Registers a parse helper in one of the 3 categories: match, extract or filter. helper must be a function.

const url = require('url');

jason.registerHelper({
  category: 'filter',
  name: 'remove-query-params',
  helper: (href = '') => {
    if (!href || href === '#') {
      return href;
    }

    const { protocol, host, pathname } = url.parse(href);

    return `${protocol}//${host}${pathname}`;
  }
});

registerProcessor({ category, name, processor })
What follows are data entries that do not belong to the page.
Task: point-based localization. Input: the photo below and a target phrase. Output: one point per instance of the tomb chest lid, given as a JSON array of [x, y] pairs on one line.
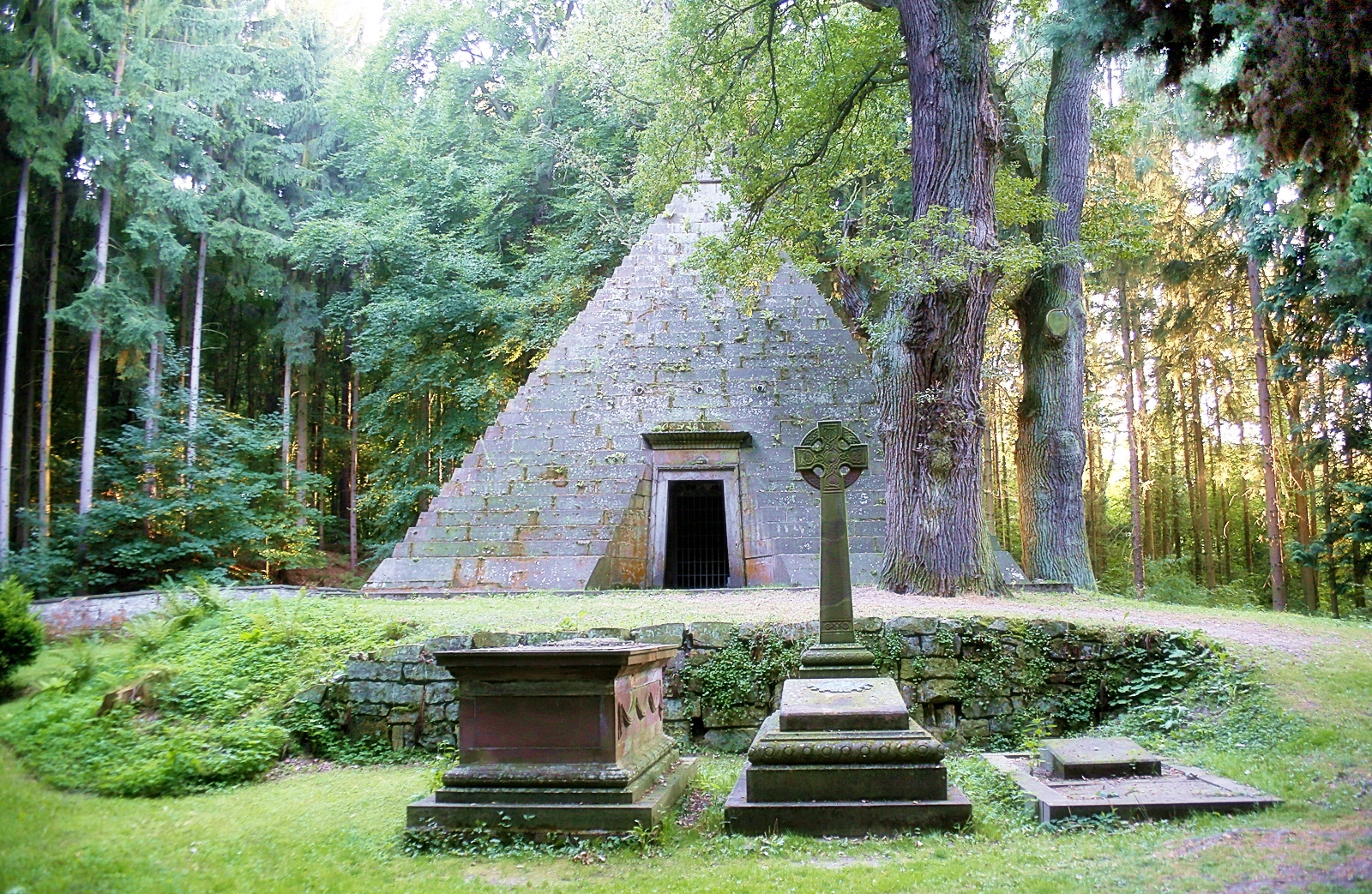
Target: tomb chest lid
[[564, 661]]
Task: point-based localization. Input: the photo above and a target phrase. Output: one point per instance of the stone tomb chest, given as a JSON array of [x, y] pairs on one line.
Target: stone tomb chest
[[559, 738]]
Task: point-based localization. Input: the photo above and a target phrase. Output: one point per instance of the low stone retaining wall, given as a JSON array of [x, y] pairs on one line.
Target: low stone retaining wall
[[966, 681]]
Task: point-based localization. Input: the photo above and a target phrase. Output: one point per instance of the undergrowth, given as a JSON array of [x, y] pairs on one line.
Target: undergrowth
[[191, 697]]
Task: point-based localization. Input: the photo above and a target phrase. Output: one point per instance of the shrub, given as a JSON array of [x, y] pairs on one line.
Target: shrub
[[212, 711], [21, 633]]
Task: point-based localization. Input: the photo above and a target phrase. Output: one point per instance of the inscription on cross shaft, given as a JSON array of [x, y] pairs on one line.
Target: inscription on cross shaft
[[830, 459]]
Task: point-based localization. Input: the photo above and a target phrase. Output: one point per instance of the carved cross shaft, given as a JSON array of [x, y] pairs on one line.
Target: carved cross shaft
[[830, 459]]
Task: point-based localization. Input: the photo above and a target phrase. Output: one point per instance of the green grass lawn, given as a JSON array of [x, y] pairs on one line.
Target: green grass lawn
[[340, 830]]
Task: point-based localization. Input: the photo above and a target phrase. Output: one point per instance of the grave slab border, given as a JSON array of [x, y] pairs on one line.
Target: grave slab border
[[1051, 805]]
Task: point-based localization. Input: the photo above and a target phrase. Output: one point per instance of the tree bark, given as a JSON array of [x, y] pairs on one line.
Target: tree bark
[[1050, 450], [1204, 532], [930, 363], [86, 495], [1183, 411], [1301, 494], [1131, 435], [192, 416], [11, 358], [1269, 472], [45, 393], [1218, 480], [1327, 494], [302, 424], [154, 391], [1146, 480], [1243, 496]]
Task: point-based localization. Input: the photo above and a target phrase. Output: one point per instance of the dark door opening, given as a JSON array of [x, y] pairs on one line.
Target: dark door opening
[[697, 546]]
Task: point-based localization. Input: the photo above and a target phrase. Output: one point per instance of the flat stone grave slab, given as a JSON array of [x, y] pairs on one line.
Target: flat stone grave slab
[[843, 704], [1173, 791], [1097, 759]]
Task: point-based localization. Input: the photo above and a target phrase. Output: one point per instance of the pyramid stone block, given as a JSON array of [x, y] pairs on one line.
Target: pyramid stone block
[[564, 491]]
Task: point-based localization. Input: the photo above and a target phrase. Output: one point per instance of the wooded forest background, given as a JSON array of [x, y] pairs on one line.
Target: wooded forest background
[[276, 279]]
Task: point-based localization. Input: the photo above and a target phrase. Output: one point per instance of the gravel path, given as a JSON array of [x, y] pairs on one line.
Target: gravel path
[[1294, 635]]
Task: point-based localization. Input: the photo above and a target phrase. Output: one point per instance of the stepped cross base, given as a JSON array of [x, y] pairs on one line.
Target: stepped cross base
[[843, 757]]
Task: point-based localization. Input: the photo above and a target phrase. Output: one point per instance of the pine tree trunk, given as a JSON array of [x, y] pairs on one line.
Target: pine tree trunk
[[93, 405], [45, 393], [25, 525], [11, 358], [930, 365], [1301, 494], [1135, 524], [1050, 450], [354, 384], [286, 424], [154, 390], [1355, 548], [1147, 483], [192, 416], [1204, 532], [1183, 411], [1269, 473], [1327, 495]]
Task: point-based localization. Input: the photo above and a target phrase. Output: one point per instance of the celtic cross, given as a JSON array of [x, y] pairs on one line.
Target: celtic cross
[[830, 459]]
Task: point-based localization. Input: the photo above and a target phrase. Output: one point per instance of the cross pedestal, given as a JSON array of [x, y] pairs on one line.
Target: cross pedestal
[[841, 756]]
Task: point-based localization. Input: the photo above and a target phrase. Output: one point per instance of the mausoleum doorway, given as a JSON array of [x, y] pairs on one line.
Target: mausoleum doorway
[[695, 530], [697, 546]]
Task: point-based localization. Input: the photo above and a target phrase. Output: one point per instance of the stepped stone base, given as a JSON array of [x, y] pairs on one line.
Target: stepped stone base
[[841, 757], [576, 818], [1170, 790], [843, 818]]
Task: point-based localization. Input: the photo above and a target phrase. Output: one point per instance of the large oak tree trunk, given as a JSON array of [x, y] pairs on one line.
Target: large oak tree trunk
[[1050, 453], [1132, 438], [192, 416], [930, 358], [1205, 543], [89, 423]]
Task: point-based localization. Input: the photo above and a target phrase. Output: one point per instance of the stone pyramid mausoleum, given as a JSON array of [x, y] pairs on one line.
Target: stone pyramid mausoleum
[[652, 447]]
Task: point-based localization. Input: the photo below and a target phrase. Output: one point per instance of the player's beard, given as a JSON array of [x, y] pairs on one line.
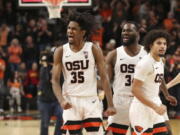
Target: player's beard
[[131, 41]]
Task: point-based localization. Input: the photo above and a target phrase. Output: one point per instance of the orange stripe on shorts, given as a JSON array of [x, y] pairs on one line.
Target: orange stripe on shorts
[[133, 133], [92, 124], [117, 130], [71, 127], [160, 129]]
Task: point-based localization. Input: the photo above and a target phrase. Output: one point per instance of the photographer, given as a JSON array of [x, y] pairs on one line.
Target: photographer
[[47, 102]]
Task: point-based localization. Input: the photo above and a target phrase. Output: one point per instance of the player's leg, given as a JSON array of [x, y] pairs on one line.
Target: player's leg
[[92, 116], [119, 123], [141, 119], [72, 118]]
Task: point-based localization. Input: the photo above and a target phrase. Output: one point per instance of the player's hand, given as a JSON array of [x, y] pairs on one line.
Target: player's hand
[[110, 111], [66, 105], [160, 109], [172, 100]]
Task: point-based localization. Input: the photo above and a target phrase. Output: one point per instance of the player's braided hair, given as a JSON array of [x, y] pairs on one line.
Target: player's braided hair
[[153, 35], [85, 21]]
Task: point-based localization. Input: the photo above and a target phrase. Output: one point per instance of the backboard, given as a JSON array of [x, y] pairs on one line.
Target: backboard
[[39, 3]]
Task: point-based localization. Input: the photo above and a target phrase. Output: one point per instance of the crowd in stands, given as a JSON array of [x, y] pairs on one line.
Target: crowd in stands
[[26, 32]]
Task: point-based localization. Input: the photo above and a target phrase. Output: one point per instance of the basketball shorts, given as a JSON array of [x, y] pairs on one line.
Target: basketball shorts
[[119, 123], [144, 120], [86, 112]]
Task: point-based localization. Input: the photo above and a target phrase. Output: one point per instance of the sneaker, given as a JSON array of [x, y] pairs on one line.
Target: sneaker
[[19, 109]]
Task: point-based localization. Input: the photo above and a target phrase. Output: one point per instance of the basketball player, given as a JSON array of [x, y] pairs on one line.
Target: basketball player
[[121, 63], [174, 81], [146, 110], [78, 60]]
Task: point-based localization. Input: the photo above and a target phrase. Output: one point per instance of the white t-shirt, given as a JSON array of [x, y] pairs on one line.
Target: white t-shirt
[[124, 70], [151, 72], [79, 71]]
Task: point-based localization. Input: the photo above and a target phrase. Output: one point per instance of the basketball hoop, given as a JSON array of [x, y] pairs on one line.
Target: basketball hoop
[[54, 7]]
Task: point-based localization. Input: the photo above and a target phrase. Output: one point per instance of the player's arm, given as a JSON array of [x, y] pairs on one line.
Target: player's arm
[[110, 62], [171, 99], [174, 82], [100, 62], [56, 73]]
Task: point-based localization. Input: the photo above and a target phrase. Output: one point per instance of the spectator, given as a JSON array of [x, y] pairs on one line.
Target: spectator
[[14, 51], [16, 89]]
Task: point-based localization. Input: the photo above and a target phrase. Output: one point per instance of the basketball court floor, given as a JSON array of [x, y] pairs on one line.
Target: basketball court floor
[[32, 127]]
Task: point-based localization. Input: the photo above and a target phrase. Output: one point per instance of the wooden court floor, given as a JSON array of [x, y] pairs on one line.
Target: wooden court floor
[[32, 127]]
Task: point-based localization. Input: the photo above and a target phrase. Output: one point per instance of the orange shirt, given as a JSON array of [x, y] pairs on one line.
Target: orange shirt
[[14, 54], [15, 84]]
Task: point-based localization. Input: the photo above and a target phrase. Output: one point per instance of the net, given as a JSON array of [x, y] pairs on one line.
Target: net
[[54, 8]]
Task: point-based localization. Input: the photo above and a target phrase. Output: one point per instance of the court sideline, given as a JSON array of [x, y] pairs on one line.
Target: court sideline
[[31, 127]]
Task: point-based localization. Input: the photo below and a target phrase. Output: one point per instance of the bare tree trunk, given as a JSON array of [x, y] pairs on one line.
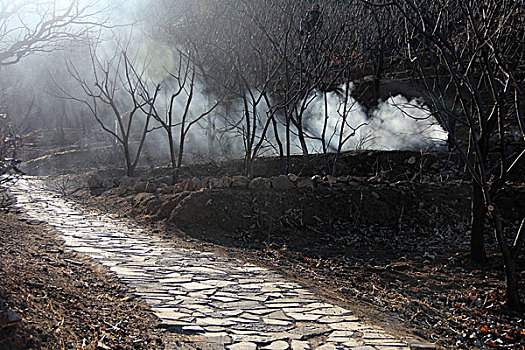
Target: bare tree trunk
[[478, 216]]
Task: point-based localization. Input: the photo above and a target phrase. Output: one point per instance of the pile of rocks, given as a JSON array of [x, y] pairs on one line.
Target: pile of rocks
[[161, 186]]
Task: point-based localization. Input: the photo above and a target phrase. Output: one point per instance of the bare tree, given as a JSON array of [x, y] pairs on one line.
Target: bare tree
[[116, 87], [28, 27]]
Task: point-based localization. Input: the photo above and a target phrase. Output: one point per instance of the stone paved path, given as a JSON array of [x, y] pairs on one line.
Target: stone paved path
[[215, 302]]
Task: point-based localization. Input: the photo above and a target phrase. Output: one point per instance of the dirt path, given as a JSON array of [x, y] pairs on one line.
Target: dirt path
[[214, 301]]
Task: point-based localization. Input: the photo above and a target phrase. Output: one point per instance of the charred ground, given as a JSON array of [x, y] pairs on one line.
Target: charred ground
[[389, 236]]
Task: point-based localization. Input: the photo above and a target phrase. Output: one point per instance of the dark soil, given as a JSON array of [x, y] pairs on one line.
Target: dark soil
[[55, 299], [392, 244]]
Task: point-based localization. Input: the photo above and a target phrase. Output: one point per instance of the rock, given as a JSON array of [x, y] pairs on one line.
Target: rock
[[277, 345], [9, 318], [293, 177], [304, 182], [108, 183], [331, 180], [282, 183], [422, 346], [151, 187], [316, 179], [342, 179], [197, 184], [128, 181], [260, 183], [223, 182], [240, 182], [122, 190], [94, 181], [188, 185], [139, 186], [143, 198], [243, 346]]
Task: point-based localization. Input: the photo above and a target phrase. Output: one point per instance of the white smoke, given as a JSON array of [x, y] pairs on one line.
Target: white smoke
[[395, 124]]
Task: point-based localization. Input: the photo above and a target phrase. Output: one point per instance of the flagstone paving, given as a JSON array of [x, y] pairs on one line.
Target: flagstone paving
[[214, 302]]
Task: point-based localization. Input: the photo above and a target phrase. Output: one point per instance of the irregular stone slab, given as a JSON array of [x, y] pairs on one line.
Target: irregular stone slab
[[303, 316], [300, 345], [212, 300], [243, 346], [277, 345]]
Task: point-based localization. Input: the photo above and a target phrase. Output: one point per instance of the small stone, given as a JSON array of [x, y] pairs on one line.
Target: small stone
[[300, 345], [240, 182], [422, 346], [243, 346], [282, 183], [277, 345], [260, 183]]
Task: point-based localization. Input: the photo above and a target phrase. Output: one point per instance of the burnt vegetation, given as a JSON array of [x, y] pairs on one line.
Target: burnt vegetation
[[215, 95]]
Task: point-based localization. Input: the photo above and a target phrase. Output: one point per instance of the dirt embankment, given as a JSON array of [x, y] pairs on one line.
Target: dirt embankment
[[51, 298], [389, 236]]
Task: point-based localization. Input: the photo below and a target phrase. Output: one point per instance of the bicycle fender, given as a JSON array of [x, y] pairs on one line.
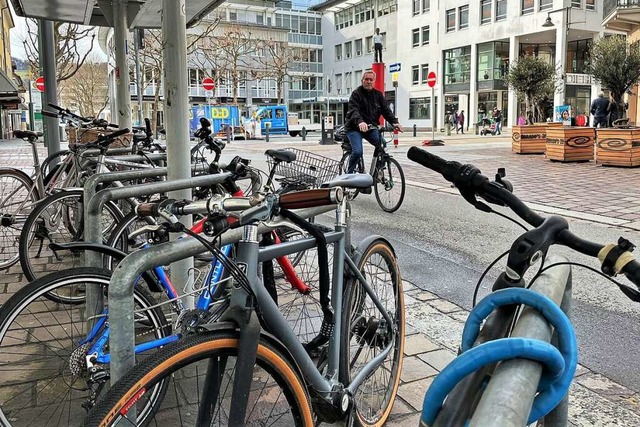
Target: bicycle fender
[[117, 254]]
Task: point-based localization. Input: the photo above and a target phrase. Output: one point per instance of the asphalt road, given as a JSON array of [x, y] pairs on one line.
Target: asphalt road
[[444, 244]]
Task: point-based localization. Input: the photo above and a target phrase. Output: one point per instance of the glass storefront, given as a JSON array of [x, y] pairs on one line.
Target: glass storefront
[[493, 60], [457, 65]]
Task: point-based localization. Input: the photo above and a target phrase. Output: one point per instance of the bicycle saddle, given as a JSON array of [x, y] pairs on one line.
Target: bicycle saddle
[[281, 155], [350, 180], [26, 134]]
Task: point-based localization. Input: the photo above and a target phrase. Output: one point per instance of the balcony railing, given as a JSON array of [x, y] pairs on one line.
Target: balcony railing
[[609, 5]]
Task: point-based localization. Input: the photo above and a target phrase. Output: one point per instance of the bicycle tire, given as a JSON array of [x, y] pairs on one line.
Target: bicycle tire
[[214, 345], [65, 224], [358, 315], [385, 183], [18, 196], [39, 346]]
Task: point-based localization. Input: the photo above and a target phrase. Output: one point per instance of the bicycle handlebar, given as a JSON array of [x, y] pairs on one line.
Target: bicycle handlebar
[[471, 182]]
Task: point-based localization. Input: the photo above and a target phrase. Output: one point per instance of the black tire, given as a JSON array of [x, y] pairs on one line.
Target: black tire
[[39, 345], [344, 165], [18, 196], [390, 186], [379, 266], [58, 218], [274, 375]]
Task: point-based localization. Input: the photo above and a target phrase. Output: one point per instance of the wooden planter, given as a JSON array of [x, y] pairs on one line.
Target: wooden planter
[[530, 139], [570, 143], [618, 147]]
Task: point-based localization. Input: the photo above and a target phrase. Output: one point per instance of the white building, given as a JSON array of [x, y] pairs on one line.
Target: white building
[[468, 43]]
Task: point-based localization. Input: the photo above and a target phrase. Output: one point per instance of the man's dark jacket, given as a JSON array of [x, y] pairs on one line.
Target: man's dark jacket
[[599, 107], [366, 106]]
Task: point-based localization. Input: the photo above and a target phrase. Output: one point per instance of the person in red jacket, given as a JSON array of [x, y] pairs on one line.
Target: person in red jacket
[[366, 105]]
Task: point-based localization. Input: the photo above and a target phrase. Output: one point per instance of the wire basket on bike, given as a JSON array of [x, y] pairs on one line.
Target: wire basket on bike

Registers a new processor in one of the 3 categories: load, parse or transform. processor must be a class implementing the run() method:

jason.registerProcessor({
  category: 'transform',
  name: 'template',
  processor: Templater
});

class Templater {
  constructor({ config }) {
    // receives automatically its config
  }

  /**
   * @param {*} results
   * @return {Promise.<*>}
   */
  run({ results }) {
    // must be implemented & must return a promise.
  }
}

jason.config.transform = {
  template: {
    "templatePath": "my-template.tpl",
    "outputPath": "my-page.html"
  }
};

Be aware that loaders must also implement the getConfig() and buildLoadOptions({ link }) methods. Have a look at the source code for more info.

⛏ Testing

$ git clone https://github.com/mawrkus/jason-the-miner.git
$ cd jason-the-miner
$ npm install
$ npm run test

⛏ Resources

Web Scraping With Node.js: https://www.smashingmagazine.com/2015/04/web-scraping-with-nodejs/
X-ray, The next web scraper. See through the noise: https://github.com/lapwinglabs/x-ray
Simple, lightweight & expressive web scraping with Node.js: https://github.com/eeshi/node-scrapy
Node.js Scraping Libraries: http://blog.webkid.io/nodejs-scraping-libraries/
https://www.scrapesentry.com/scraping-wiki/web-scraping-legal-or-illegal/
http://blog.icreon.us/web-scraping-and-you-a-legal-primer-for-one-of-its-most-useful-tools/
Web scraping o rastreo de webs y legalidad: https://www.youtube.com/watch?v=EJzugD0l0Bw
Scraper API blog: https://www.scraperapi.com/blog/

⛏ A final note...

Please take these guidelines in consideration when scraping:

The content being scraped is not copyright protected.
The act of scraping does not burden the services of the site being scraped.
The scraper does not violate the Terms of Use of the site being scraped.
The scraper does not gather sensitive user information.
The scraped content adheres to fair use standards.